Despite the fact that acute kidney injury is not rare in ALF patients, the success of CRRT is independent of AKI occurrence, and defined as efficacious in the context of sustained high ammonia levels (>150 mmol/L) (Cardoso 2018, Nanchal 2020, Tsipotis 2015). Albumin-bound toxin-adsorbing systems such as MARS and Prometheus could also be beneficial. However, given the conflicting data in the literature, it could be considered a bridge therapy to liver transplantation, particularly under clinical trials (Tsipotis 2015). Circuit thrombosis could be a possible issue to deal with when it comes to these systems.

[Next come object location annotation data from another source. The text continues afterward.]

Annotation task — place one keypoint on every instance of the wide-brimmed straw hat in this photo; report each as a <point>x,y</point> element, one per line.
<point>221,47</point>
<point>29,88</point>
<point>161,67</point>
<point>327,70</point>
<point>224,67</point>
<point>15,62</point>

An alternative to these liver support systems with the capacity to adsorb large amounts of protein-bound toxins is plasma exchange therapy (Stravitz 2023). Likely related to its capability to decrease the amount of damage-associated molecular patterns and the impact on monocyte function, plasma exchange was found to improve overall survival, even in patients who are too sick to undergo liver transplantation (Larsen 2016). MARS and plasma exchange were shown to be beneficial as a bridge to liver transplantation in Wilson disease patients (Jindal 2022). Given the high mortality rate of ALF presentation of Wilson disease, identifying even a bridge therapy toward emergent liver transplantation is important.
To enhance liver cell regeneration, adipose-derived stem cells are being used as promising hepatocyte cell sources and to enrich the immunological environment in individuals, whereas allogeneic macrophages were found to be limiting necrosis via increased clearance of apoptotic and necrotic cells in the liver in a mouse model (Götze 2019, Lewis 2020).
Liver transplantation
The main goal of ALF treatment is to prevent death and improve transplant-free survival. Access to emergent liver transplantation in the setting of ALF necessitates major resources, such as institutions with specialized human resources and advanced units, long-term follow-up with close social and medical support, and useful organ donors. The pressing concern for high-income countries is the limited number of liver donors. There are ongoing efforts to broaden the donor criteria by accepting livers from persons with advanced steatosis, as well as livers from circulating death donors, or by employing split grafts or living donors (Sharma 2022). While the percentage of living liver donors increased from 2.3% to 5% between 2017 and 2020 in the United States, the global average is 23% (Terrault 2023). Applying mechanical liver perfusion to increase graft viability and decrease post-transplantation complications has the potential to impact on the liver transplantation process (Da Sousa Silva 2022).
In other words, emergent liver transplantation is a game changer, particularly for ALF patients who do not respond to the standard of care. Predicting the outcome and taking precautions towards emergent liver transplantation in an earlier setting is an important step in the management of ALF. Therefore, the necessity of emergent liver transplantation should be assessed every day starting from admission day until the day of discharge.
It should be taken into account that, irrespective of etiology, overall survival in the context of ALF is around 65- 70%, with acetaminophen-induced ALF representing the highest possibility of transplantation-free recovery as well as the highest risk of death in the waitlist (Reddy et al. 2016). The transplant-free survival dropped to 20-30% with the etiologies of DILI, autoimmune, and HBV (Stravitz 2023).